Motorists should watch out for "Podestrians" crossing the road
Written by: Susan Vanden -
A new survey by car insurance company esure has found that 8.38am is the most likely time for early morning road accidents to occur, as pedestrians checking their mobile devices fail to check adequately before they cross the road.
The AA has coined the term “podesterians” to describe pedestrians who are so busy checking emails, tweeting and listening to music on iPods and other gadgets that they risk serious injuries and could cause road accidents.
President of AA Insurance Edmund King said there had been a rise in drivers making claims for minor road accidents – and many claim ‘podestrians’ are to blame.
The survey questioned 1,000 people and added data from field research monitoring road crossings in London, Birmingham, Glasgow, Cardiff and Manchester.
In the evening rush hour, the peak danger time for road accidents and pedestrians sustaining serious injuries is 6.22pm.
Researchers for esure found that as many as one in ten pedestrians crossing the road focuses on their mobile devices – and at 8.38am more than one in five is concentrating on a personal mobile device rather than checking the road for traffic when they cross.

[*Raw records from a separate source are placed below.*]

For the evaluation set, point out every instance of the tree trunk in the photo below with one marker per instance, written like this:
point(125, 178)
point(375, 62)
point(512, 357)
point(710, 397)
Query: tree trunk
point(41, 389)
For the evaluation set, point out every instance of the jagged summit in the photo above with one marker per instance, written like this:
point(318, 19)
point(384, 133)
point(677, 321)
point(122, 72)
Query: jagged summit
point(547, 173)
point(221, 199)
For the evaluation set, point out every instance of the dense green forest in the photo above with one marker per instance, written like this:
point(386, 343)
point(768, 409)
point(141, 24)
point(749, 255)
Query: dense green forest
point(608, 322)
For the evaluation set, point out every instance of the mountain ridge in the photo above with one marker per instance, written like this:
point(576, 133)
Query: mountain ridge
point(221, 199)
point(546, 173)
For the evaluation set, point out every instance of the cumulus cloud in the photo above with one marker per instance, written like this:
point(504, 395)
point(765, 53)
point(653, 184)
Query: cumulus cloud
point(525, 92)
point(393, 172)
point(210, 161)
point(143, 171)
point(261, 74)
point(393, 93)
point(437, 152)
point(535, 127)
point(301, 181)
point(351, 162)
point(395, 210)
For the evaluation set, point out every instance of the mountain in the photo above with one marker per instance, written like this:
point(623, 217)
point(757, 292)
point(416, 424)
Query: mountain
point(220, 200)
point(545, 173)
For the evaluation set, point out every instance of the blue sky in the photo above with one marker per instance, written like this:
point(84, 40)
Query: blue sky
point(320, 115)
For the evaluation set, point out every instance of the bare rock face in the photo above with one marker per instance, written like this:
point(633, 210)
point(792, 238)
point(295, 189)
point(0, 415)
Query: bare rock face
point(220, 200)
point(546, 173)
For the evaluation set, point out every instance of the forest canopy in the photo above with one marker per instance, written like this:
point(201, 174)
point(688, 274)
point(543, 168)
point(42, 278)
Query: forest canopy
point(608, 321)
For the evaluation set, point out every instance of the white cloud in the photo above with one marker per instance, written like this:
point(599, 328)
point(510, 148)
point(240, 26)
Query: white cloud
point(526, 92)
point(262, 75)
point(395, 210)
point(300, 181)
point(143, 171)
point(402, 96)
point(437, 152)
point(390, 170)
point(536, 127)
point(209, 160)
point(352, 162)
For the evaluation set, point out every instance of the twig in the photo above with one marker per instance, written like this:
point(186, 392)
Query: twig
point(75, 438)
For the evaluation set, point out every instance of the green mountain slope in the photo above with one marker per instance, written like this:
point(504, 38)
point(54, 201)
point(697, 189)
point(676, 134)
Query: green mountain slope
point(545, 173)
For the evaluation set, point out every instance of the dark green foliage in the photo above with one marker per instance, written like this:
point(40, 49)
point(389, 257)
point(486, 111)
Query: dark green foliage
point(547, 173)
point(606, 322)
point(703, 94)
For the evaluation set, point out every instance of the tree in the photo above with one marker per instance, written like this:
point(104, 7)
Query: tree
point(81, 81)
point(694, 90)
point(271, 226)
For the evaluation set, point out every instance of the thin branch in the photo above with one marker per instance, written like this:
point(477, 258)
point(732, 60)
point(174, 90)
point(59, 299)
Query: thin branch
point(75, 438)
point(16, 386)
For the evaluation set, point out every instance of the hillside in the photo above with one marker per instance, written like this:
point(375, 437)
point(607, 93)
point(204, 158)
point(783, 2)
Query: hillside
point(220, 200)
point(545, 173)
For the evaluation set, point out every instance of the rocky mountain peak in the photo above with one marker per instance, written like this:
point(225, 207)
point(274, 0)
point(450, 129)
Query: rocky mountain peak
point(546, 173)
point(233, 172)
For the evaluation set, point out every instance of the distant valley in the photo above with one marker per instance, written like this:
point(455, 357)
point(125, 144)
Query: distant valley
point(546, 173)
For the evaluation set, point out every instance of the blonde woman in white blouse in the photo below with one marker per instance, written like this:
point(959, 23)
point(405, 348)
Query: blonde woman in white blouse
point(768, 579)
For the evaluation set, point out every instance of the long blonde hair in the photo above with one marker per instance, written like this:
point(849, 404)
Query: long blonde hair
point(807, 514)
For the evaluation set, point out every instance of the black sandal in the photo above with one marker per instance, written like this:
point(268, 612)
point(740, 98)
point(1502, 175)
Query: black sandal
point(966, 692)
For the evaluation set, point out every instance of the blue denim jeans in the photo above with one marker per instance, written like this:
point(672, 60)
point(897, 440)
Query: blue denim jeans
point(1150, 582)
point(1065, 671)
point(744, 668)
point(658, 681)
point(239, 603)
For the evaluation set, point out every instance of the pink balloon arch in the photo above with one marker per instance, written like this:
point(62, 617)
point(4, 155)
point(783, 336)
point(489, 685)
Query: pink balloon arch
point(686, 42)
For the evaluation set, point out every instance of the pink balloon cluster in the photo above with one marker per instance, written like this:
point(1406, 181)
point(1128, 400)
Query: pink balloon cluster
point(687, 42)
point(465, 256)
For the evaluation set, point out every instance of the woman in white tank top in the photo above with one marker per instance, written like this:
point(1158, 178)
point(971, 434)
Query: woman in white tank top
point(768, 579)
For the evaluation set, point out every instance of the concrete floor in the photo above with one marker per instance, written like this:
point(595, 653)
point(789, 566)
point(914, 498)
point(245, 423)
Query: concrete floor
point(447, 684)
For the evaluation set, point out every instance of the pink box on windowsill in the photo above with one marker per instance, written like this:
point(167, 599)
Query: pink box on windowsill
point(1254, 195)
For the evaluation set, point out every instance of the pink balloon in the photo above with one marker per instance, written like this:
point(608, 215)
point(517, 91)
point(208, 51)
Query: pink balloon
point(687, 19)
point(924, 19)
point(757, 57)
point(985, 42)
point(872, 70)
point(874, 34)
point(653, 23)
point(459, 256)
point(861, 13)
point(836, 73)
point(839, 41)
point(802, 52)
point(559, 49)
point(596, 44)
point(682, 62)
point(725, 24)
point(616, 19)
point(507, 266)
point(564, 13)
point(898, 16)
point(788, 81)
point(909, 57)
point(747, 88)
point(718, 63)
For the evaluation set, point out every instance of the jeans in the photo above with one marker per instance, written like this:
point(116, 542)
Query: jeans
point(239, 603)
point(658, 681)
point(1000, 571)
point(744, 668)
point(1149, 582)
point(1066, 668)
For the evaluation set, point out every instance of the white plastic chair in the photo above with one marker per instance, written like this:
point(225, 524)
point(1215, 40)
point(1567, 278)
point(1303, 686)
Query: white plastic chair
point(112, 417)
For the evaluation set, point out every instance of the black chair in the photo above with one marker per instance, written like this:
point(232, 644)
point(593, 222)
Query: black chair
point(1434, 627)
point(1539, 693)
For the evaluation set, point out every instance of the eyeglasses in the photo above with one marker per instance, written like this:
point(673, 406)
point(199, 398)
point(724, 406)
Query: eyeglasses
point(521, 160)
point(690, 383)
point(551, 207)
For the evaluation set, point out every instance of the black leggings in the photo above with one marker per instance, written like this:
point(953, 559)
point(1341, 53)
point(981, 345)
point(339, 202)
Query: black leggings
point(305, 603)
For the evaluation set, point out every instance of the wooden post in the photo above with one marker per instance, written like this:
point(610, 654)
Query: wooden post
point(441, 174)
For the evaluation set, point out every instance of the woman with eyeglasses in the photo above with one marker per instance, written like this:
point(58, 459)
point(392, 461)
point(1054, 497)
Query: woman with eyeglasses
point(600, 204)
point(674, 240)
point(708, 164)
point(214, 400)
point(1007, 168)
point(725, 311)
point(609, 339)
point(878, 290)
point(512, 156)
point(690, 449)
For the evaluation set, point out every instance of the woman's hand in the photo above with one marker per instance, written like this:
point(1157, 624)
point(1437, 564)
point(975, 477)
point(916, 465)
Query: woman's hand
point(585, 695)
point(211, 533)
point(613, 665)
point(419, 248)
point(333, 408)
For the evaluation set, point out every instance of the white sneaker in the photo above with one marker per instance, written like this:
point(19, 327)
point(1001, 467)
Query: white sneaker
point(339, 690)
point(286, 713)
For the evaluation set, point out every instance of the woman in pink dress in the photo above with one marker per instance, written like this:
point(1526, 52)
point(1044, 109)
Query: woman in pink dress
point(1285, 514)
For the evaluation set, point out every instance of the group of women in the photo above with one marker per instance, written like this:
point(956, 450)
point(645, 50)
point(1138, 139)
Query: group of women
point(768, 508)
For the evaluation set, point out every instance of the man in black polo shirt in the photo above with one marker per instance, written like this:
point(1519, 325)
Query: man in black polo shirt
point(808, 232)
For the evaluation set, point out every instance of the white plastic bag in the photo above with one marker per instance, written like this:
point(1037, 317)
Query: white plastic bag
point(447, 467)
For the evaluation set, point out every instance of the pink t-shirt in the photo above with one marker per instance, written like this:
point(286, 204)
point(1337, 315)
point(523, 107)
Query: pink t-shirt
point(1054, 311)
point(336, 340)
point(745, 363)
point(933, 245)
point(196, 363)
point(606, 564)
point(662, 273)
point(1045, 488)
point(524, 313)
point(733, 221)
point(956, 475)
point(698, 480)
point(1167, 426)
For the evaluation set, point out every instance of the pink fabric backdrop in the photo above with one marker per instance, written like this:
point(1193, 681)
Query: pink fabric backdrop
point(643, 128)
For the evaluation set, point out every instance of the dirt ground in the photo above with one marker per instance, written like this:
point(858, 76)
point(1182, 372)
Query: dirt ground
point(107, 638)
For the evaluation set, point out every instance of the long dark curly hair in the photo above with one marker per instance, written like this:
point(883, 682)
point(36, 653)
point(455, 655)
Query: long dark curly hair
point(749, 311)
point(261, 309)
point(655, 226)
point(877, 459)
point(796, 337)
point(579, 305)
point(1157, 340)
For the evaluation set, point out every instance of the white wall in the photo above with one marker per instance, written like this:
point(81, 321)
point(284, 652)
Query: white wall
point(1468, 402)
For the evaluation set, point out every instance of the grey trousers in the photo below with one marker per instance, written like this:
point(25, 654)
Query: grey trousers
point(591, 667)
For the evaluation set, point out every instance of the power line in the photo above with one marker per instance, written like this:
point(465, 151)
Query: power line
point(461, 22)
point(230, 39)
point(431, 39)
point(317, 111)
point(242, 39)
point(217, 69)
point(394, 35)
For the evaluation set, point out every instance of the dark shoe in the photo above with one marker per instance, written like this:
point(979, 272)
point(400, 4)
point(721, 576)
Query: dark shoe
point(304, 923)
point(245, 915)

Around one in eight pedestrians (13%) admitted to risking serous injuries in a road accident by concentrating on discussing work matters on their mobile phone while cross the road.
Men who “multi-task” are the pedestrians most likely to be using a mobile device while crossing the road – and one in seven of these (14%) admitted that they might use more than one gadget while crossing the road, risking causing road accidents and sustaining serious injuries themselves.
A total of four in ten (37%) pedestrians admitted to making a mobile phone call while crossing the road – and one in 10 (30%) confessed to reading and sending text messages.
One in 10 (10%) pedestrians admitted they played games on a mobile device, one in 12 (8%) surfed the Internet – and one in 20 (5%) posted on social networking sites while crossing the road.
One in 20 motorists (5%) said they had narrowly avoided a pedestrian using a gadget while crossing the road – and nearly half the pedestrians questioned (46%) said they had crossed the road while fixing their attention on mobile gadgets. However, nearly three-quarters (73%) admitted this behaviour was “unacceptable”.
Head of risk and Underwriting at esure car insurance Mike Pickards said:
”Crossing the road while distracted by gadgets is not only incredibly dangerous to the pedestrian, but also other road users. "
“If a motorist had to suddenly swerve to avoid hitting a pedestrian, it could put other lives at risk too."
“...Use of such technology on the move can lead to ‘unintentional blindness’ or ‘divided attention’, which poses great risks for road safety.”